System::dispose_gc_root( local_pointer ) Demotes a permanent GC root object referenced by the local_pointer to a non-root object. The object and its migration group will eventually be garbage collected at once.
System::collect_object( local_pointer ) Instructs the GC to collect the object referenced by the local_pointer as soon as possible. This method allows to delete objects explitly. However rest of the migration group remains alive at least to the next GC run.

System::collect_object() can not always delete referenced objects immediatelly. That is because such objects may be active, for example. If this is the case, the object is tagged and will be deleted at the next GC tick:

class X : public Object
  {
public:
  void f()
    {
    Pointer< Object > self = this;
    System::collect_object( self );
    }
  ...
  }

There is no need to worry about unspotted dangling pointer dereferences. The delete operation equals to an immediate object migration (without the rest of its migration group, of course) to a "thrash can". Any attempt to access such an object will fail because the object is no longer local and can not be localized on remote nodes (ObjectIds are not recycled). Thus, pointers with both local and remote dereference semantics pointing to the deleted objects will always fail to dereference. Pointer validity can be tested in the common way.

[Warning]Warning

When deleting an object explicitly keep in mind that other objects from the same migration group will remain alive and their strong pointers to the deleted object will be invalidated (fail to dereference, but won't be reset to NULL_ID). The same steps must be taken as if the application was written in plain C++. However invalid dereferences will be catched.

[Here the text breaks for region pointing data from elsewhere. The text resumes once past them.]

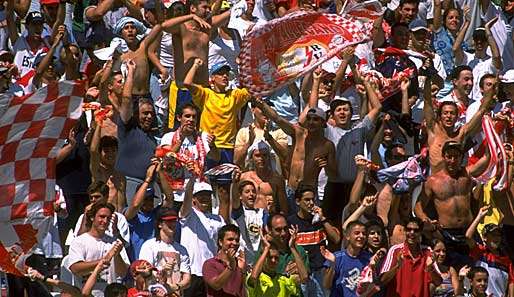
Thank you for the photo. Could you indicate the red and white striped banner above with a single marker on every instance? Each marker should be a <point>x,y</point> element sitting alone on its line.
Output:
<point>275,54</point>
<point>497,166</point>
<point>32,130</point>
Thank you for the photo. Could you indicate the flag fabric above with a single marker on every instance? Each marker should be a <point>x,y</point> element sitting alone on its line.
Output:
<point>365,10</point>
<point>497,167</point>
<point>275,54</point>
<point>32,130</point>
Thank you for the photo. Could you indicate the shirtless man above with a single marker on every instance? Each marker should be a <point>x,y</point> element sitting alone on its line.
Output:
<point>128,28</point>
<point>451,189</point>
<point>442,129</point>
<point>191,40</point>
<point>312,151</point>
<point>269,183</point>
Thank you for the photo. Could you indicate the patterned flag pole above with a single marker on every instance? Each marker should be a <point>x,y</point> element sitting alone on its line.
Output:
<point>32,130</point>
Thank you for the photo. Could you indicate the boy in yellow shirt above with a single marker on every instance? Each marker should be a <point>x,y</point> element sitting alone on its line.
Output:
<point>219,107</point>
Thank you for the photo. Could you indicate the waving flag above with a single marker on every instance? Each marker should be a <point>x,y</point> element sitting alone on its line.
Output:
<point>497,166</point>
<point>32,130</point>
<point>275,54</point>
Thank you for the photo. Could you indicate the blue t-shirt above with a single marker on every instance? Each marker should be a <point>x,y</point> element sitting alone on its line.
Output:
<point>347,272</point>
<point>141,229</point>
<point>443,44</point>
<point>135,149</point>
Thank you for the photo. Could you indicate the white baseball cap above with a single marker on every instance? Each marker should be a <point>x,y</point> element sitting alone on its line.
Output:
<point>201,187</point>
<point>508,77</point>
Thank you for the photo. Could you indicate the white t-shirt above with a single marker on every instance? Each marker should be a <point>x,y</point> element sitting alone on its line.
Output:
<point>122,227</point>
<point>224,50</point>
<point>188,147</point>
<point>86,248</point>
<point>199,235</point>
<point>249,221</point>
<point>159,252</point>
<point>480,68</point>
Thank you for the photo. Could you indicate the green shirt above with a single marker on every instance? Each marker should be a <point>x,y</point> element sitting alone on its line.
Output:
<point>277,286</point>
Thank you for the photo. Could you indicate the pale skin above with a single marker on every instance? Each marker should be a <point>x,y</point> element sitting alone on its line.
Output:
<point>312,151</point>
<point>138,51</point>
<point>442,129</point>
<point>451,190</point>
<point>193,38</point>
<point>100,223</point>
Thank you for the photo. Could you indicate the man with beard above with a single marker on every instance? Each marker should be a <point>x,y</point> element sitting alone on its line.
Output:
<point>225,273</point>
<point>408,268</point>
<point>191,143</point>
<point>163,252</point>
<point>268,182</point>
<point>450,189</point>
<point>88,249</point>
<point>443,128</point>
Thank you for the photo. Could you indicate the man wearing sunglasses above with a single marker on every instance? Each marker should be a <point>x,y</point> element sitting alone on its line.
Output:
<point>408,269</point>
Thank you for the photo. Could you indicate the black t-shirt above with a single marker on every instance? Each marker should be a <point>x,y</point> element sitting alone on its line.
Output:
<point>310,237</point>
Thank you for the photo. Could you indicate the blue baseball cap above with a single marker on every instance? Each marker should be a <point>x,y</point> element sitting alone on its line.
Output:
<point>219,67</point>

Suppose that we have a migration group with a single GC root object. If the root object was explicitly deleted by System::collect_object() there would be a risk that the rest of the migration group would be alive until the next GC run. This may cause the problems explained in the previous warning. However if the root object was disposed by System::dispose_gc_root() the migration group would be deleted atomically at a future GC run. In the case of multiple GC roots all the roots will have to be disposed.

[Note]Note

This is valid under a condition that basicaly none of the objects in the migration group is active at the time of the collect. The condition can simply be fulfiled by preventing the GC from running if there might be active objects. This is the default behavior and can be changed via the registry settings.

Direct API to the Garbage Collector is provided by the GarbageCollector global object. The API is semi-public and gains access to the features ranging from diagnostics and debugging functions, statistics, settings, the Garbage Collector state to migration and replication group enumeration. The complete documentation can be found in the Massiv Core Programmer's Documentation and requires the knowledge of the Core internals. Some of the features are explained in the following section.

5.4.4. Running And Configuring GC

Garbage Collector runs are triggered either automatically by the Core logic, when an object limit count (adapted by recent memory use) is reached, or explicitly by calling System::force_gc(). There is a variety of settings that can be used to setup the Garbage Collector. See Section 27.7, “Garbage Collector”.